In the embodiment, the voxel sampling characteristics are compressed, then the two-dimensional convolution kernel is used for carrying out characteristic extraction and then carrying out dimension recovery, so that the excessive operand caused by the direct characteristic extraction through the three-dimensional convolution kernel is avoided, the operation cost in the characteristic extraction process is reduced, and the efficiency of three-dimensional target detection is improved.

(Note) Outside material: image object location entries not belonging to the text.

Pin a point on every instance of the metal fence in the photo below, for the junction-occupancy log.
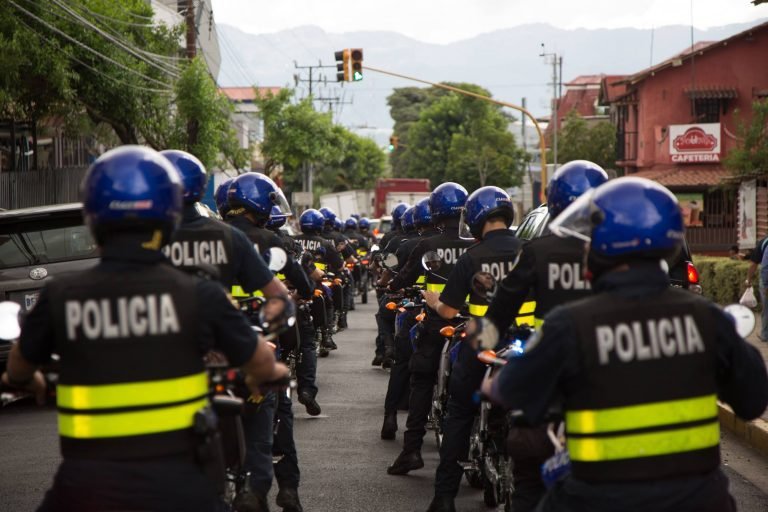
(38, 188)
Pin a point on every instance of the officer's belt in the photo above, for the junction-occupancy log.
(238, 292)
(611, 434)
(130, 409)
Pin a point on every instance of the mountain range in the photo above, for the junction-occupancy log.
(507, 62)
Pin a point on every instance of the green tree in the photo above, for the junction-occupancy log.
(751, 157)
(579, 141)
(465, 140)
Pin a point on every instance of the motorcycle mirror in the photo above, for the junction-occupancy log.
(276, 259)
(9, 321)
(743, 318)
(389, 261)
(485, 285)
(431, 261)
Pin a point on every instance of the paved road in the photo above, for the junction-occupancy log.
(342, 458)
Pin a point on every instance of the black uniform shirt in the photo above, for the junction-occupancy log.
(220, 325)
(552, 363)
(249, 269)
(459, 283)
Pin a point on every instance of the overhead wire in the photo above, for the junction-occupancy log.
(118, 41)
(83, 45)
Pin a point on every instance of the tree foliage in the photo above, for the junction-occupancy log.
(108, 60)
(297, 136)
(578, 141)
(751, 157)
(455, 138)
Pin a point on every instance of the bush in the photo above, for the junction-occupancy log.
(722, 278)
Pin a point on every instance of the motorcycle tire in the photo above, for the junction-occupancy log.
(490, 493)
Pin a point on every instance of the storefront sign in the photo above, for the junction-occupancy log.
(694, 143)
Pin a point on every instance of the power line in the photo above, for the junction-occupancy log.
(118, 41)
(84, 46)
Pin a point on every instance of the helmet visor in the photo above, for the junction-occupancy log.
(465, 233)
(279, 200)
(579, 219)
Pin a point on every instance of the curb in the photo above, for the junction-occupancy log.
(754, 433)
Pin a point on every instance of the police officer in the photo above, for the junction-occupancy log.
(445, 203)
(131, 334)
(398, 387)
(202, 241)
(251, 199)
(487, 216)
(548, 274)
(325, 258)
(385, 319)
(638, 366)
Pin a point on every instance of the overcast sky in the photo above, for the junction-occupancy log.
(443, 21)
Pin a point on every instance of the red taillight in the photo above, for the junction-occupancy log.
(693, 274)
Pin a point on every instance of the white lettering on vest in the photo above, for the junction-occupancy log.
(656, 339)
(191, 253)
(136, 316)
(450, 255)
(498, 270)
(566, 276)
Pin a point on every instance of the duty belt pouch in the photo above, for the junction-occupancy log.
(210, 451)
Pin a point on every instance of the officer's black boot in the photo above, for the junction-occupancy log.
(442, 504)
(389, 427)
(288, 498)
(405, 462)
(310, 403)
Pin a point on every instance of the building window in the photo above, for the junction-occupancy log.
(707, 110)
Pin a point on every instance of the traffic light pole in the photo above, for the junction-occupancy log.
(542, 143)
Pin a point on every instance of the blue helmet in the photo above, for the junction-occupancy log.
(407, 220)
(131, 186)
(276, 219)
(625, 218)
(570, 181)
(422, 216)
(256, 193)
(311, 221)
(485, 203)
(329, 215)
(397, 214)
(221, 196)
(192, 172)
(446, 201)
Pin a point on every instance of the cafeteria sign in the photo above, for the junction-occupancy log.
(694, 143)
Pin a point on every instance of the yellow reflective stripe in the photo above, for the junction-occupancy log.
(238, 292)
(135, 423)
(477, 309)
(594, 449)
(632, 417)
(132, 394)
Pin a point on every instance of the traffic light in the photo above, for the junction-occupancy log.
(356, 56)
(342, 65)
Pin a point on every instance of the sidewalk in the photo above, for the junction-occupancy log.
(754, 433)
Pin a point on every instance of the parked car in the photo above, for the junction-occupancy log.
(682, 271)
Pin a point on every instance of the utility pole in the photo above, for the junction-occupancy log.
(557, 73)
(189, 17)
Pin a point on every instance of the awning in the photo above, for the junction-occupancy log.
(679, 177)
(712, 92)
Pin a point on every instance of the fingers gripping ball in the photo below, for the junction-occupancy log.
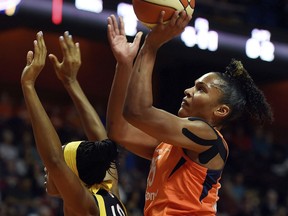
(148, 11)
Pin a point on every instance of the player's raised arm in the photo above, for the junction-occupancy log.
(117, 127)
(47, 141)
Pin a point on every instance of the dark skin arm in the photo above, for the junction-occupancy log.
(118, 128)
(67, 72)
(139, 110)
(47, 141)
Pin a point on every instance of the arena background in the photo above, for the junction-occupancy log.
(176, 68)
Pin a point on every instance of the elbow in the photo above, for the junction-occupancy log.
(130, 115)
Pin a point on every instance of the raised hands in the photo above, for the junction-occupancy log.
(121, 48)
(163, 32)
(35, 61)
(67, 70)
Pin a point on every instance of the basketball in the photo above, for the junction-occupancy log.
(148, 11)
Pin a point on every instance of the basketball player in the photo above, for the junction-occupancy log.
(187, 152)
(77, 173)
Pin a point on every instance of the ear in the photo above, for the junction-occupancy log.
(222, 111)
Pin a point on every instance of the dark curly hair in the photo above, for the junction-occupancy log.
(93, 159)
(242, 95)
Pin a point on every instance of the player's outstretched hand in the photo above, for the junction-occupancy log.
(123, 50)
(163, 32)
(35, 61)
(67, 70)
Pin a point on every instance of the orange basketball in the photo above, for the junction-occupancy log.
(148, 11)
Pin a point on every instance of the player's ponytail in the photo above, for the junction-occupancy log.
(94, 159)
(242, 95)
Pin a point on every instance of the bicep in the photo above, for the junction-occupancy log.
(170, 128)
(71, 189)
(135, 141)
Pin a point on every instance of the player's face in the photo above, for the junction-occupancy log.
(201, 100)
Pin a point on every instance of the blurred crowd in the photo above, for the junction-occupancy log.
(263, 13)
(254, 182)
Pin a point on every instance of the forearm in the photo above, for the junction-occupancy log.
(115, 120)
(139, 95)
(90, 120)
(46, 138)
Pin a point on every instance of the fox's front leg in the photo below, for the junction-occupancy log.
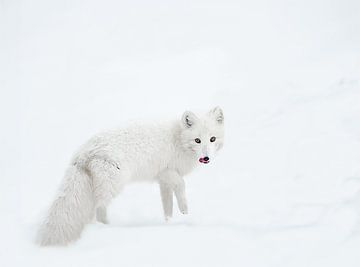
(166, 192)
(171, 182)
(179, 190)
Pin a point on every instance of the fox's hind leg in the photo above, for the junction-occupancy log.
(108, 180)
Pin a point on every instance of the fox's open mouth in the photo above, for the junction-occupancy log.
(202, 160)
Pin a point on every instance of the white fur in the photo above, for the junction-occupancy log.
(162, 152)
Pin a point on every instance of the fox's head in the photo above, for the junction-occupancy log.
(203, 136)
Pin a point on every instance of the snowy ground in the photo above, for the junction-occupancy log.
(285, 190)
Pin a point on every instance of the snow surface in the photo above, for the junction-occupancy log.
(285, 190)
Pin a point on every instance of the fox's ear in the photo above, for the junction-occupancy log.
(218, 114)
(188, 119)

In another embodiment, based on the voxel fusion feature, obtaining the recognition result of the target object includes:

step 1: performing feature extraction on the voxel fusion features based on the two-dimensional convolution check to obtain bird's eye view features;

Step 2: based on the aerial view characteristics, a recognition result of the target object is obtained.

Specifically, feature stitching is performed on voxel fusion features in the height direction, and feature extraction is performed through a series of two-dimensional convolution kernels, so that two-dimensional aerial view features are obtained. And analyzing and identifying the aerial view features to finally obtain identification results such as the position, the size, the angle and the like of the three-dimensional target.

Referring to fig. 4, fig. 4 is a flow chart of a three-dimensional object detection method according to another embodiment of the application.

Illustratively, as shown in FIG. 4, the input is a plurality of images { Image [ i ], 0.ltoreq.i.ltoreq.N-1 }, i representing the camera index, N representing the number of cameras at a certain time. The image feature extraction module is used for extracting features of the multi-view images; the voxel sampling module is used for sampling the two-dimensional image characteristics to obtain voxelized sampling characteristics; the voxel feature extraction module is used for extracting three-dimensional features of the voxelized sampling features to obtain voxelized image features; the point cloud map fusion module is used for carrying out feature fusion on the voxelized image features and the voxelized point cloud features to obtain voxelized fusion features; the aerial view feature extraction module is used for extracting aerial view features based on voxel fusion features; the recognition module is used for analyzing and recognizing the aerial view characteristics to acquire recognition results of the target object; the loss module is used for training the three-dimensional target detection model in the training process.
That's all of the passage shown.